Landscape architect Joel Bowman, who is spearheading the Emerald Corridor venture, said his group expects to invest $6 million to $10 million in the project. As they clean the creek, the group earns environmental credits from the U.S. Army Corps of Engineers and in turn plans to sell those credits to developers in years to come.
“What’s really cool about this opportunity is you are looking at a watershed and stream approach to rebuilding a community,” he said. “It’s a green infrastructure program that ends up breeding an incredible community around it.”
A community that Wallace Maffett worries he will no longer be able to afford if the project is successful. Proctor Creek runs through his backyard in Carver Hills. He remembers how the stream was lined with trees when he purchased his home in 1963. Now those trees are long gone, he says, victims of erosion.
He’s long dealt with flooding each time the creek overflows, he said, a problem for which he can’t get flood insurance. And so while he’s glad environmental problems could be fixed, he worries what the project could mean for his property values.
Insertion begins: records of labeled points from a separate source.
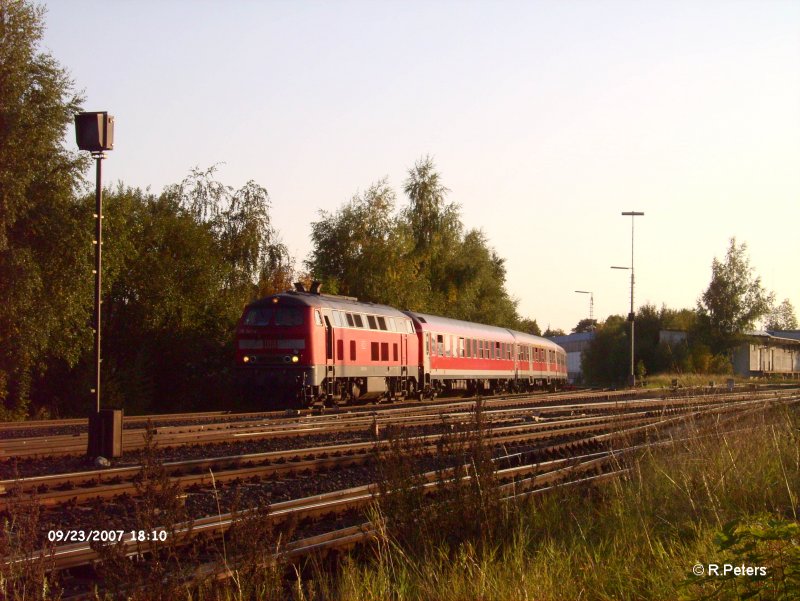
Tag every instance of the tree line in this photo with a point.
(180, 265)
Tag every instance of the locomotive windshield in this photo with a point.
(275, 316)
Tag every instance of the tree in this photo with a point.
(416, 259)
(585, 325)
(363, 250)
(607, 358)
(733, 301)
(529, 326)
(781, 317)
(45, 277)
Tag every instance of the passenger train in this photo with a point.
(308, 347)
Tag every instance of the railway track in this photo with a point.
(107, 483)
(54, 490)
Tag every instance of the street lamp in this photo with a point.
(631, 315)
(95, 132)
(591, 305)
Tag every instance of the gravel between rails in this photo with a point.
(22, 468)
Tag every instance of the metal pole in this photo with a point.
(98, 258)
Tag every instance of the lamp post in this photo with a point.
(631, 315)
(591, 305)
(95, 132)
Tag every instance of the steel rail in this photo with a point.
(80, 553)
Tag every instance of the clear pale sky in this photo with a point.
(545, 119)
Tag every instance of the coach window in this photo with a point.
(288, 316)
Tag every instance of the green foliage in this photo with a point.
(360, 250)
(769, 546)
(585, 325)
(607, 359)
(178, 269)
(529, 326)
(43, 241)
(418, 258)
(781, 317)
(733, 301)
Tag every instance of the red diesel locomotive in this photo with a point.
(305, 347)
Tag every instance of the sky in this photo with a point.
(546, 120)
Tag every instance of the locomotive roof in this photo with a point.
(340, 303)
(434, 322)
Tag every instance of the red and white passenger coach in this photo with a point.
(305, 347)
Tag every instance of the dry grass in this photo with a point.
(633, 538)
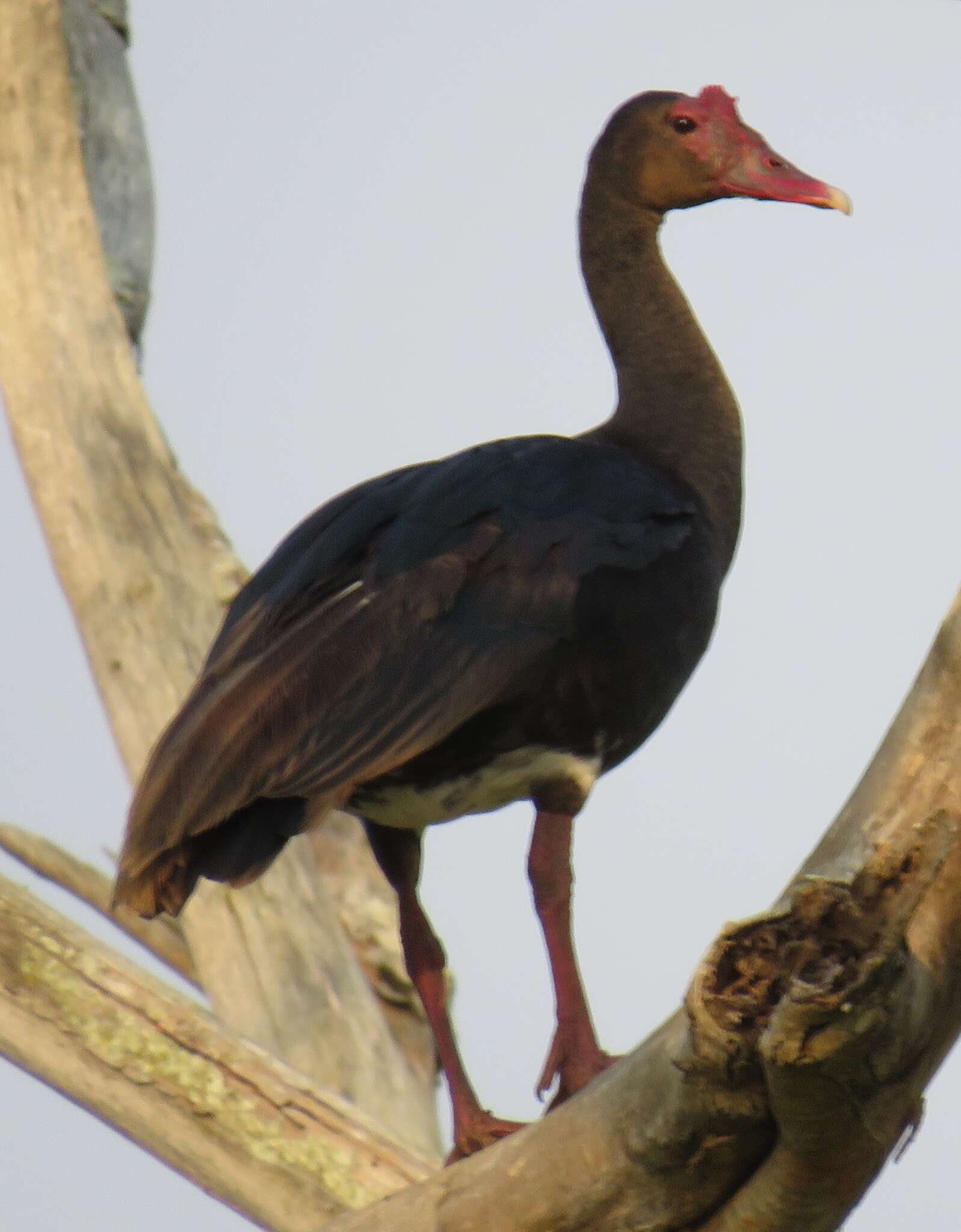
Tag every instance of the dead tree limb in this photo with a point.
(799, 1062)
(164, 1072)
(147, 571)
(809, 1034)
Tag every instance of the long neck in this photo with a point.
(674, 404)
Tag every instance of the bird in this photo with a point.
(502, 625)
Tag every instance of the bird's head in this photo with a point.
(668, 150)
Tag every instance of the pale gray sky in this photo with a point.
(366, 257)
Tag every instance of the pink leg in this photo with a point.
(575, 1056)
(398, 853)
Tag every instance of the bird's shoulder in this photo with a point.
(589, 503)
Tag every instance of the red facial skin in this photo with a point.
(741, 161)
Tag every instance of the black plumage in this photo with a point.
(504, 624)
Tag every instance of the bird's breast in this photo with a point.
(521, 774)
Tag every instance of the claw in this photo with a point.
(477, 1130)
(575, 1062)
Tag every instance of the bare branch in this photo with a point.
(808, 1036)
(147, 571)
(162, 937)
(239, 1124)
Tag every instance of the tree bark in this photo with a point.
(238, 1123)
(147, 572)
(769, 1100)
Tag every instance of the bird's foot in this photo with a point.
(477, 1129)
(575, 1060)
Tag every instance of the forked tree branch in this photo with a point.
(164, 1072)
(147, 571)
(770, 1100)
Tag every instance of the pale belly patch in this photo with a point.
(511, 777)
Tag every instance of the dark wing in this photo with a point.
(388, 619)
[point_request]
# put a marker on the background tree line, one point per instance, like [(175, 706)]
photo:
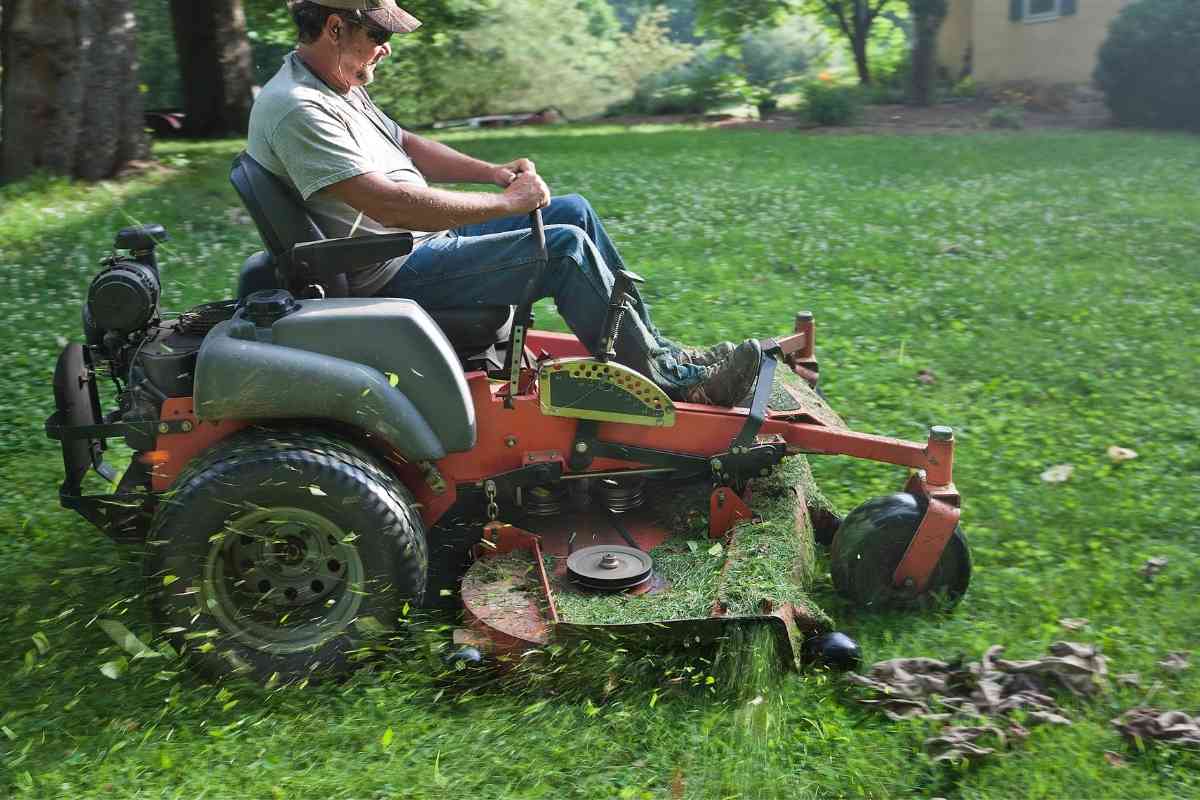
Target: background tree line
[(78, 74)]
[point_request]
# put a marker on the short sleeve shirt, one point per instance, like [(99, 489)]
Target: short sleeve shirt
[(313, 137)]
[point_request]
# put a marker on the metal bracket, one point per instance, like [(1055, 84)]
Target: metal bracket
[(726, 511), (55, 429)]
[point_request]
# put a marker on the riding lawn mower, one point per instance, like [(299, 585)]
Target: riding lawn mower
[(307, 467)]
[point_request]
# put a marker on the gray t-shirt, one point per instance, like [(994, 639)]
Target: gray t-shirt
[(313, 137)]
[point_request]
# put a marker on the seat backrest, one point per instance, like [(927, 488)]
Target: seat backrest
[(276, 209), (281, 218)]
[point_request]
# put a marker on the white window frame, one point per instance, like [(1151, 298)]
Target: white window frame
[(1043, 17)]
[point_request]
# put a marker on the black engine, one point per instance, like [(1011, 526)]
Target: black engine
[(145, 358)]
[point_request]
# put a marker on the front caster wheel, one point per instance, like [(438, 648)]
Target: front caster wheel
[(282, 555), (869, 545), (833, 650)]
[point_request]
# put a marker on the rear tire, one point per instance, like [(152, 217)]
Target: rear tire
[(868, 548), (283, 554)]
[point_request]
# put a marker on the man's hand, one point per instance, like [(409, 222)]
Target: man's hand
[(508, 173), (527, 192)]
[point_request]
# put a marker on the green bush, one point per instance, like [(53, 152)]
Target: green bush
[(965, 88), (1006, 116), (705, 83), (829, 104), (1150, 65)]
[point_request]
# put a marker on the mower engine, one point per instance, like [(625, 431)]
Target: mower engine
[(148, 360)]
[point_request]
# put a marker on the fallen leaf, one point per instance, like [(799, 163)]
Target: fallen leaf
[(114, 669), (1176, 661), (1153, 566), (1059, 474), (129, 642), (1121, 453)]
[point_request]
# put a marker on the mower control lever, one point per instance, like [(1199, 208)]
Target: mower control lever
[(622, 287), (523, 318)]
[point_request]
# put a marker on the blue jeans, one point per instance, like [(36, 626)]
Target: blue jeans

“I’m afraid what they will do is come out here and revitalize this thing, then the taxes will go so high these older homeowners will have to get up and get out of here,” said Maffett, 76. “I’ve been here too long and I’m too old to try to relocate.”
Tony Torrence, head of the Community Improvement Association, has worked for years to reduce flooding problems in Vine City. He’s encouraged by the attention the federal partnership brings to the community, but he is waiting to see how much input the public has in the project.
Too often, he said, residents are left out of decisions that radically change their community.
“They don’t work with the community, they come out and tell us what they want to do,” he said of previous developers. “Is this an investor’s project or is this a real community collaborative effort?”
City officials, the Emerald Corridor and the Trust for Public Land said they are beginning to solicit public comments.
“We want the community to voice what they’d like to see happen,” said Denise Quarles, the city’s director of the Mayor’s Office of Sustainability. “We have infrastructure problems, but it’s their community. They need to own it.”
The Emerald Group could break ground on the creek revitalization project as early as 2014. Construction could take seven to 10 years, Bowman said. (The federal partnership, however, is in effect immediately.)
When asked whether the Emerald Corridor could abandon the project mid-way, Bowman was candid about the risk. For their venture to be profitable, regional development must return. The group must also receive the necessary permits and approvals along the way.
“It’s not something we can do (just) because we want to,” he said. “As long as we get approvals and it continues to be a financially viable project, then we’ll keep going down the road.”